Diabetes Drug Class May Offer Cardioprotection Post-MI
Glucagon-like peptide-1 (GLP-1) receptor agonists may have potential pleiotropic benefits in patients with cardiovascular disease, researchers reported in a study published in the Annals of Pharmacotherapy.
Pharmacists from Southwestern Oklahoma State University set out to evaluate literature on the use of GLP-1 receptor agonists in the treatment of cardiac disorders, specifically myocardial infarction and heart failure. Their search returned 18 studies exploring the use of GLP-1 receptor agonists in the treatment of cardiac disorders in patients with and without diabetes mellitus.

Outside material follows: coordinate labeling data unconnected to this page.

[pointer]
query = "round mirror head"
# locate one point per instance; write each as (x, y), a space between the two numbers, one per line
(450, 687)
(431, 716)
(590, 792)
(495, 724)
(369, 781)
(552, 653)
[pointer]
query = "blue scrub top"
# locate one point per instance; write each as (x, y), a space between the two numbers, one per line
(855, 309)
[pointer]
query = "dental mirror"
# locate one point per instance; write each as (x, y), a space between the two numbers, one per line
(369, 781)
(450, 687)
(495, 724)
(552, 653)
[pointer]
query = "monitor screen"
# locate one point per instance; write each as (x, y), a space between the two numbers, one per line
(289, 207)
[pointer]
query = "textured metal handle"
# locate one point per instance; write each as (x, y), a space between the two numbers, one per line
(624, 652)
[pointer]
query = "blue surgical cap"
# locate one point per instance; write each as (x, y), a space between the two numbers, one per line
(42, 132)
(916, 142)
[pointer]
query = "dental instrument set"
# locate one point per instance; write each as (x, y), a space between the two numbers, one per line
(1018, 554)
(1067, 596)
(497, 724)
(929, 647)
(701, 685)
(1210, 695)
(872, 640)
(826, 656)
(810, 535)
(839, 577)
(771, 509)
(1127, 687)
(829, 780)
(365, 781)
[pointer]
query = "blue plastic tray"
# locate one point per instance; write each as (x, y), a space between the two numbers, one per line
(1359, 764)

Eleven of the 18 total studies evaluated the impact of GLP-1 receptor agonists in myocardial infarction. The data showed a significant beneficial effect on various cardiac parameters, including favorable improvements in myocardial blood flow, left ventricular function, and myocardial infarction size. Seven studies evaluated the use of GLP-1 receptor agonists in the treatment of heart failure, of which three studies demonstrated significant improvements in left ventricular ejection fraction, cardiac index, and peak oxygen consumption.
Based on the limited evidence, GLP-1 receptor agonists may be effective for the treatment of patients with cardiac disorders with or without diabetes mellitus. The findings suggest that this class of drugs may be cardioprotective post-myocardial infarction but not as effective in heart failure.